Three former Treasury secretaries told CNN’s Fareed Zakaria on Sunday that while the US economy is resilient, officials must consider the long-term implications of the nation’s budgetary problems.
The US government’s credit rating was downgraded last week from an outstanding AAA to an AA+ by Fitch Ratings, one of the top rating agencies in the world, in “The erosion of governance over the last 20 years, which has been manifested in repeated debt limit standoffs and last-minute resolutions,”
Henry Paulson, who oversaw the Treasury Department under George W. Bush, stated, “It’s too bad (the downgrade) came right after we had a bipartisan agreement to deal with the debt limit.” “But in some ways, it’s a very important wake-up call.”
A last-minute bipartisan agreement in June that postponed the US debt ceiling until early 2025 was followed by the downgrading.
However, the agreement was reached following months of impasse on Capitol Hill that threatened to push the nation into default, underscoring the pointless brinkmanship that characterizes debt debates in Congress.
Most prominent economists have criticized Fitch’s downgrading by pointing to encouraging evidence. The economy is expected to have a “soft landing” rather than enter a recession now that inflation is at its lowest position in more than two years. Given the US’s apparent economic strength, Fitch’s assessment is perplexing.

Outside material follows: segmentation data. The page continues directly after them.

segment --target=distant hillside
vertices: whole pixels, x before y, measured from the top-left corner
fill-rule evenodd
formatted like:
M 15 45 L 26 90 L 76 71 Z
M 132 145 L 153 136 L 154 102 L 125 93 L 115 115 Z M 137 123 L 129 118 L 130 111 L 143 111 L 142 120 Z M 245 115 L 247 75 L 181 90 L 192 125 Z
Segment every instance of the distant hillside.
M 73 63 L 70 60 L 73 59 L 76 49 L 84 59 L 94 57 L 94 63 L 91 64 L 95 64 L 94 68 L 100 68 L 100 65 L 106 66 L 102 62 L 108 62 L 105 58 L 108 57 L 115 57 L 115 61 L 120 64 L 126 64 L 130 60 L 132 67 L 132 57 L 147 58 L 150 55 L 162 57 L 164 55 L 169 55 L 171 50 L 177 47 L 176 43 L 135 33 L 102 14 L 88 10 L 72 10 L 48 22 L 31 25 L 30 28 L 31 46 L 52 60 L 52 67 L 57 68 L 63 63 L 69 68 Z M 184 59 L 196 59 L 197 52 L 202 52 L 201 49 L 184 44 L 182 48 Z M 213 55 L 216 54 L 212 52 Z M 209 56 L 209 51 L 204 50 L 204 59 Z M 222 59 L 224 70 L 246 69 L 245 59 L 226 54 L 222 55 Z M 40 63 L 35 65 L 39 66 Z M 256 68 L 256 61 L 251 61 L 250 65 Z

Treasury Secretary Janet Yellen stated on Wednesday that she strongly disagreed with Fitch’s assessment and thought it was completely unwarranted.

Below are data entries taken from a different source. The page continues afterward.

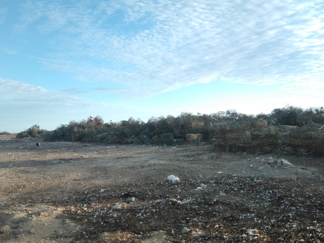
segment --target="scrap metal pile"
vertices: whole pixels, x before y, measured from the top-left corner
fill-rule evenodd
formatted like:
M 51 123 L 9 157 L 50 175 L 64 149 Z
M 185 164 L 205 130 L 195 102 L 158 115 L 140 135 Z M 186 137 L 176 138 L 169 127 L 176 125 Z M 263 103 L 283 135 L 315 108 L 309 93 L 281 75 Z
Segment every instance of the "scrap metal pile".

The debt, according to Paulson, is not a pressing concern. But in the long run, it’s a significant problem, Paulson added. A great power has never survived while losing its financial clout in recorded history. Timothy Geithner agreed that the nation’s finances are still in need of improvement.
Geithner, who served as Treasury Secretary throughout the Great Recession and when Standard & Poor’s downgraded the country’s rating in 2011 from AAA to an AA+, the only other lowering in US history, remarked that “in the end, (the debt is) a judgment about the capacity of a country’s political system.